Voici le mot décisif qui a été mal traduit « pour une solution totale et non pas « définitive »... Pour une solution totale du problème juif à l’intérieur de la zone d’influence allemande en Europe. Dans la mesure où d’autres ministères sont touchés, ils doivent participer à cette exécution.
« Je vous charge en outre de me soumettre dans un bref délai, un plan général montrant les mesures d’organisation pratiques et matérielles tendant à la solution totale du problème juif. » « Complétant la tâche qui vous a été confiée le 24 janvier 1939... »
Ceci se place à une époque où il n’y avait pas de guerre ou de perspective de guerre.
Citez-vous toujours le document ou donnez-vous une explication ?
Je désirais donner une explication à la citation et j’ai fait remarquer la date.
Oui, bien. Je désirais seulement dire que cette phrase ne paraît pas faire partie du document.
La dernière phrase est :
« Je vous charge en outre de m’adresser dans un bref délai un plan général montrant les mesures d’organisation pratiques et matérielles tendant à la solution désirée du problème juif. »
N’est-ce pas en substance la traduction de votre ordre à Heydrich et à Himmler ?
A Heydrich et aux autres ministères intéressés. Cela découle de la première partie de la lettre, la dernière phrase.
Il faut que nous nous entendions bien sur cette traduction. Cette lettre a été adressée au chef de la Police de sûreté et des services de sécurité, SS-Gruppenführer Heydrich. C’est bien cela, n’est-ce pas ?
C’est exact, mais je voudrais donner une explication à ce sujet.
Bien.
La raison pour laquelle je lui ai adressé cette lettre était que Heydrich ou peut-être Himmler, par décret du 24 janvier 1939, avait été chargé de l’émigration des Juifs. C’était donc le service intéressé et c’est au service auquel avait été confiée cette tâche que j’avais à m’adresser pour toutes les questions matérielles et économiques qui se posaient.
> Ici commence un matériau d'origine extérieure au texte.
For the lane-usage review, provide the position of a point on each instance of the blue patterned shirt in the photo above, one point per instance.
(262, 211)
Oui. Et vous avez ordonné à tous les autres services du Gouvernement de coopérer avec la Police de sûreté et les SS pour la solution finale de la question juive, n’est-ce pas ?
II n’est pas question ici des SS mais seulement de la Sicherheitspolizei ou service d’État. Le fait que Heydrich était SS-Gruppenführer n’a rien à voir dans la question car l’ordre s’adressait au chef de la Police de sûreté, indiquant son grade comme SS-Gruppenführer Heydrich.
Et la mention de son grade dans les SS est superflue et n’a rien à faire dans ce cas ?
Je vais donner une explication. Par exemple, si je m’adresse au Commandant en chef de l’Armée, j’écris :
au Commandant en chef de l’Armée, général ou Feldmarschall von Brauchitsch, et si je m’adresse au chef de la Police de sûreté, alors je dois écrire : au chef de la Police de sûreté, SS-Gruppenführer Heydrich. C’est son titre et son grade. Cependant, cela ne signifie pas que les SS eussent à voir quoi que ce fût dans cette affaire.
Au moment où vous avez promulgué cet ordre, vous aviez reçu des rapports complets sur les émeutes de 1938 et sur le rôle joué par Heydrich dans ces émeutes, n’est-ce pas ?
Je n’étais pas au courant, à cette époque, de la participation de Heydrich à ces émeutes ; j’avais uniquement des rapports de Heydrich sur les émeutes, rapports que j’avais demandés.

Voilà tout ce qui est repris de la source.